Iraq amnesty law freeing tens of thousands from charges, detention

[JURIST] A spokesman for Iraq's Supreme Judicial Council has said that the country's recently-enacted amnesty law [JURIST report] has resulted in charges being dropped against over 75,000 people with some 20,000 others being ordered freed from detention, according to Reuters Sunday. It was not clear how many prisoners have actually been freed. Abdulsatar al-Bayrkdar indicated that approximately 44,900 persons no longer facing charges had at one time been arrested but were now free on bail. Some 26,000 applications for amnesty have been rejected, however. Reuters has more. The latest figures are up from those reported in May [VOI report], when the spokesman was quoted by Voices of Iraq (VOI) as saying that charges had been dropped under amnesty against 24,472 people out on bail and 13,469 wanted but not yet arrested; the same spokesman said at the time that 11.476 detainees had been released along with 5,636 convicted prisoners.

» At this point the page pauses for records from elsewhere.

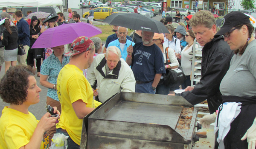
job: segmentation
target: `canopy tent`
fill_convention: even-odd
[[[61,0],[1,0],[0,8],[3,7],[45,7],[62,5]]]

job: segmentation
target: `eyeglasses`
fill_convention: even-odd
[[[148,38],[151,38],[153,37],[153,36],[152,35],[144,35],[144,34],[142,34],[143,36],[146,37],[148,37]]]
[[[233,31],[234,31],[235,30],[236,30],[237,29],[238,29],[238,28],[233,28],[232,29],[231,29],[231,30],[230,30],[230,31],[229,31],[227,32],[227,33],[224,34],[223,35],[223,36],[224,36],[225,37],[227,38],[227,37],[229,37],[230,36],[230,33],[231,33]]]
[[[119,35],[122,35],[122,34],[123,34],[123,35],[125,35],[126,34],[126,33],[118,33],[118,34],[119,34]]]

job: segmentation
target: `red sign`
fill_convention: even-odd
[[[164,10],[165,12],[166,12],[166,8],[167,7],[166,5],[166,2],[163,2],[163,10]]]

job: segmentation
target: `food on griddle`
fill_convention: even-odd
[[[178,125],[177,128],[179,129],[189,129],[189,125],[191,122],[192,116],[188,116],[191,115],[194,111],[194,108],[183,108],[180,116],[178,121]]]

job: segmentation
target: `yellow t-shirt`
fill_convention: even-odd
[[[83,120],[79,119],[72,104],[81,99],[86,107],[94,108],[92,87],[83,71],[76,66],[67,64],[59,73],[57,79],[57,91],[61,105],[61,115],[56,128],[61,128],[67,132],[76,143],[80,144]]]
[[[24,114],[5,107],[0,118],[0,149],[17,149],[29,142],[38,123],[33,114]],[[40,149],[48,148],[49,137],[42,136]]]

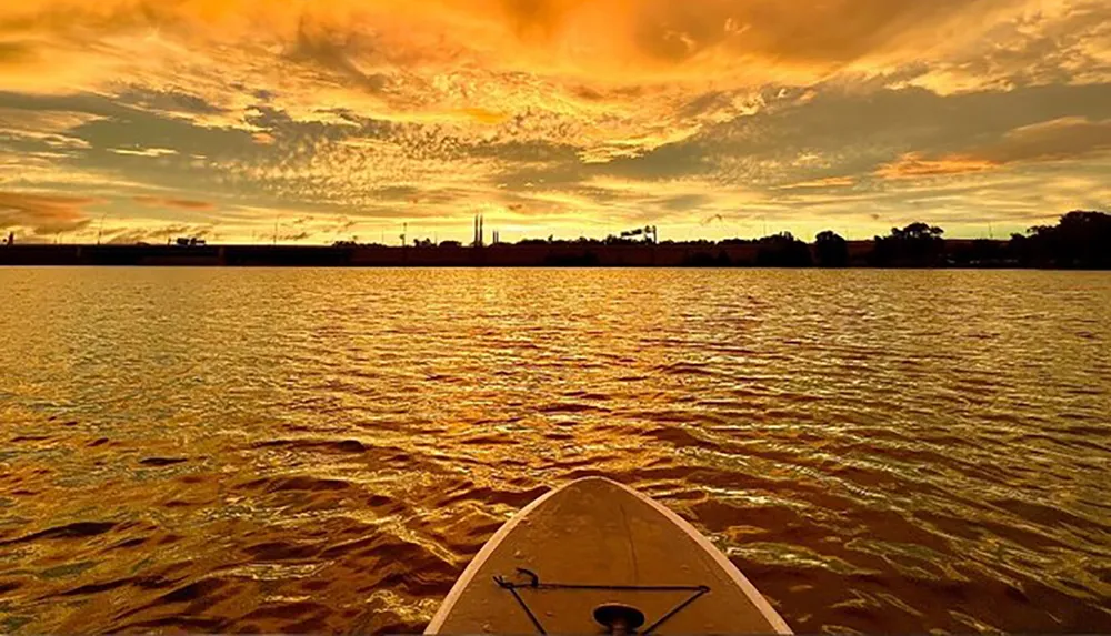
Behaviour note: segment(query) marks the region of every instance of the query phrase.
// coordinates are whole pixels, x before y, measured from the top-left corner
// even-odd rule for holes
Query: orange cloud
[[[960,154],[948,154],[930,159],[920,152],[909,152],[897,161],[880,166],[875,171],[883,179],[918,179],[923,176],[950,176],[970,172],[992,170],[999,164]]]
[[[993,170],[1013,163],[1083,159],[1111,152],[1111,120],[1068,117],[1020,127],[997,143],[961,153],[929,158],[919,152],[877,170],[883,179],[944,176]]]
[[[80,230],[89,224],[86,208],[96,199],[0,191],[0,228],[22,228],[49,235]]]
[[[169,199],[166,196],[132,196],[136,203],[151,205],[154,208],[178,208],[181,210],[216,210],[216,205],[208,201],[194,201],[191,199]]]

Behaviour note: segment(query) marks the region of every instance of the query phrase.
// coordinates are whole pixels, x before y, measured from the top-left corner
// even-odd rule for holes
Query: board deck
[[[531,587],[534,573],[541,584]],[[509,589],[496,577],[523,587]],[[572,589],[561,585],[672,586],[675,589]],[[679,515],[601,477],[537,498],[490,538],[456,582],[426,634],[538,632],[598,634],[593,609],[607,603],[643,612],[649,627],[692,589],[709,590],[654,634],[761,633],[791,629],[737,567]],[[521,604],[528,607],[528,612]]]

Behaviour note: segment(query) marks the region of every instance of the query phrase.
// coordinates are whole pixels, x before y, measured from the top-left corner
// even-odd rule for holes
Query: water
[[[416,630],[632,484],[800,632],[1111,625],[1111,275],[0,270],[0,632]]]

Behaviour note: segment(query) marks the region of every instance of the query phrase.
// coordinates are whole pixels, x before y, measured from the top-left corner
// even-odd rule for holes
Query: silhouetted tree
[[[1035,225],[1011,236],[1010,251],[1023,265],[1111,269],[1111,215],[1074,210],[1057,225]]]
[[[843,267],[849,264],[849,242],[837,232],[825,230],[814,238],[818,264],[823,267]]]
[[[937,225],[911,223],[902,230],[892,228],[891,234],[877,236],[871,263],[883,267],[930,267],[942,263],[945,231]]]
[[[759,267],[809,267],[813,264],[810,245],[795,239],[790,232],[764,236],[758,241],[758,245]]]

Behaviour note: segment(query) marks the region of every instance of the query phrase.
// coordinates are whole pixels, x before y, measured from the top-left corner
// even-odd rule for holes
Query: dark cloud
[[[126,228],[106,233],[107,242],[113,245],[133,245],[136,243],[162,243],[177,236],[204,236],[211,231],[207,225],[174,224],[164,228],[131,229]]]
[[[313,28],[302,19],[288,57],[302,63],[311,63],[334,73],[356,88],[369,93],[381,93],[390,83],[386,73],[363,72],[352,58],[362,58],[373,52],[367,39],[348,32],[327,31]]]

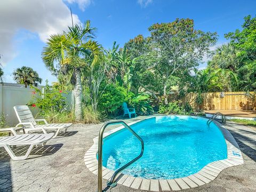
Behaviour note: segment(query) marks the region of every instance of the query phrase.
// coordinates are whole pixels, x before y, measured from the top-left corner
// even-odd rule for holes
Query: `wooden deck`
[[[214,114],[216,112],[220,112],[227,116],[256,117],[255,110],[204,110],[204,113],[209,114]]]

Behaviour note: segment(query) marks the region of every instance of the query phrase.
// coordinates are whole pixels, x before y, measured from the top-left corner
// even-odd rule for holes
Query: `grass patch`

The Iraqi legislature passed the General Amnesty Law [text, in English] in February as part of Prime Minister Nouri al-Maliki's effort to draw disaffected Sunnis into the national reconciliation and reconstruction process. In May Iraq's Council of Ministers amended the law [JURIST report] to exclude prisoners who had committed certain types of serious crimes, including terrorist activities against the state. The pre-amendment amnesty law authorized the release of any prisoner who had not appeared before a judge within six years of the date of their detention.